At any stage of the above process, and highly likely to occur in our opinion, the US may simply do away with such shenanigans and devalue the dollar unilaterally in some fashion and to a level which, in theory at least, would be sustainable and allow for the US to service, with reasonable confidence, its accumulated debts in sharply devalued dollars. Indeed, the US has done exactly this before. In 1934, FDR unilaterally devalued the dollar by some 60%. In the early 1970s, President Nixon removed the anchor to gold entirely, claiming that this would not be inflationary. More recently, any objective analysis would conclude that the US has had an unstated policy of dollar devaluation since at least 2004 if not earlier, as that was around the time that the US started to attack China’s exchange rate policy and, by implication, that of any other country which chose to maintain stable rather than appreciating exchange rates vis-a-vis the weakening dollar.

As far as investors are concerned, merely reducing exposure to dollars and dollar financial assets may not be enough. To what extent the dollar devalues versus other currencies is, ultimately, a speculative guessing game. Perhaps all currencies devalue in real terms as one country after another resists currency strength. Certainly the euro-area, Japan and the UK have debt problems of their own. And many emerging markets are currently experiencing booms, the magnitude of which have, historically, ended in busts.

While we do have our opinions as to which currencies are rather more or less undervalued vis-a-vis each other, it is a far, far simpler conclusion to reach that, the further along the above process we move, the more likely it is that commodities rise relative to currencies in general as the former begin to function, in varying degrees, as alternative stores of value. Yes, gold and silver have the most prominent historical claims to this role. Yet other metals are not so far behind. And the farther one descends down the rungs of the global economic ladder, one can find historical precedents for all manner of commodities serving as money in some shape or form.

Seeds, nuts, grains, various livestock, peppercorns, cigarettes, liquor; such stores of value may seem uncivilized to some, but please tell us: What is civilized about a systemic transfer of wealth from the many to the few via currency debasement?
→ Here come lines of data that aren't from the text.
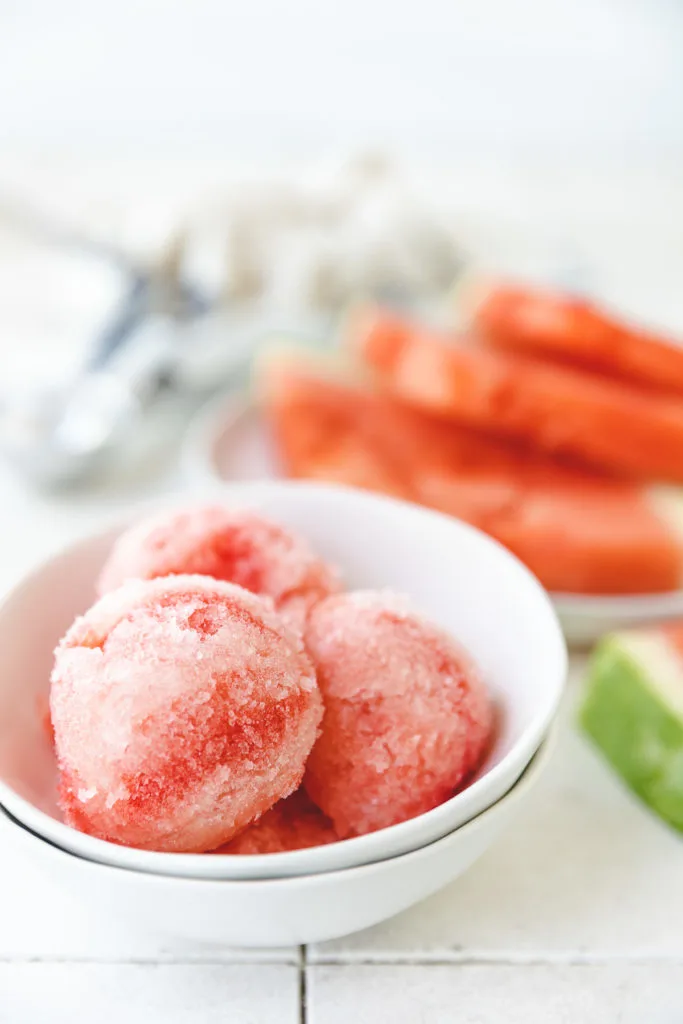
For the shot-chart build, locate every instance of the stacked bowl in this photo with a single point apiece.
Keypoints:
(463, 581)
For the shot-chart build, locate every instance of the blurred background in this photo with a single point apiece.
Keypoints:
(196, 177)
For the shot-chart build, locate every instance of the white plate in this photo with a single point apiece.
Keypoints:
(227, 440)
(461, 580)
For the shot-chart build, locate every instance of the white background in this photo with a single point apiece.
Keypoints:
(554, 122)
(548, 80)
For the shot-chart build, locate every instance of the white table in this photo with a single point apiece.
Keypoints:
(573, 916)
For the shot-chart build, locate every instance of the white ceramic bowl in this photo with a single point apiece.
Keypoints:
(458, 577)
(279, 911)
(227, 439)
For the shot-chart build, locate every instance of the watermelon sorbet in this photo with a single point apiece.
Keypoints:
(236, 545)
(294, 823)
(407, 716)
(183, 709)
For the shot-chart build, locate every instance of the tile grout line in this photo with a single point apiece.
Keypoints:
(303, 985)
(517, 962)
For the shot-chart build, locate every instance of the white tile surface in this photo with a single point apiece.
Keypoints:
(82, 993)
(37, 921)
(585, 872)
(579, 994)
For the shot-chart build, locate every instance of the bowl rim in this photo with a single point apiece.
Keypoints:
(222, 412)
(519, 788)
(296, 861)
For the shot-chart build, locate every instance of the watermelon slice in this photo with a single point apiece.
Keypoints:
(633, 711)
(580, 531)
(556, 409)
(558, 327)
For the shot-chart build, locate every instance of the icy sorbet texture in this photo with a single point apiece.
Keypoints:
(236, 545)
(183, 708)
(407, 718)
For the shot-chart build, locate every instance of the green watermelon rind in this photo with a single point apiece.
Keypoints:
(632, 725)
If this is what qualifies today as ‘civilization’, well then we’ll take our chances with the Barbarians, as indeed the frontier Romans did from around the 4th century onward, when they finally lost patience with the rapacious regime in Rome and invited the Barbarians in, province by province, as the implied tax- and inflation-relief outweighed the uncertainty of governance under their new, northern masters.

In time, even those Romans living closer to home came to regard the Barbaric side of this Hobson’s choice as rather more preferable, resulting in the complete dissolution of the Western Roman Empire. Perhaps it should be no surprise that, for the next millennium or so, the bulk of Western European economic progress occurred not in Italy but rather in the more dynamic trading societies of the north, including the Normans, who would manage to conquer a large part of the more prosperous lands around the European periphery, north and south, including of course the bulk of what is known today as Great Britain.

Meanwhile, the Eastern Roman Empire at Byzantium would last another thousand years. Why? Historians have their various reasons, many of which seem reasonable. In our view, perhaps the most compelling is that, notwithstanding the travails of economic fortune through the ages, the Byzantines stuck with a tried and tested ‘hard money’ policy, rather than succumb, as did their western counterparts centuries earlier, to the temptation of currency debasement and inflation.

Historically, empires both large and small have a curious yet consistent inability to long outlive the purchasing power of their currencies. As the saying goes: What men learn from history is that men do not learn from history. And with that, Exeunt.”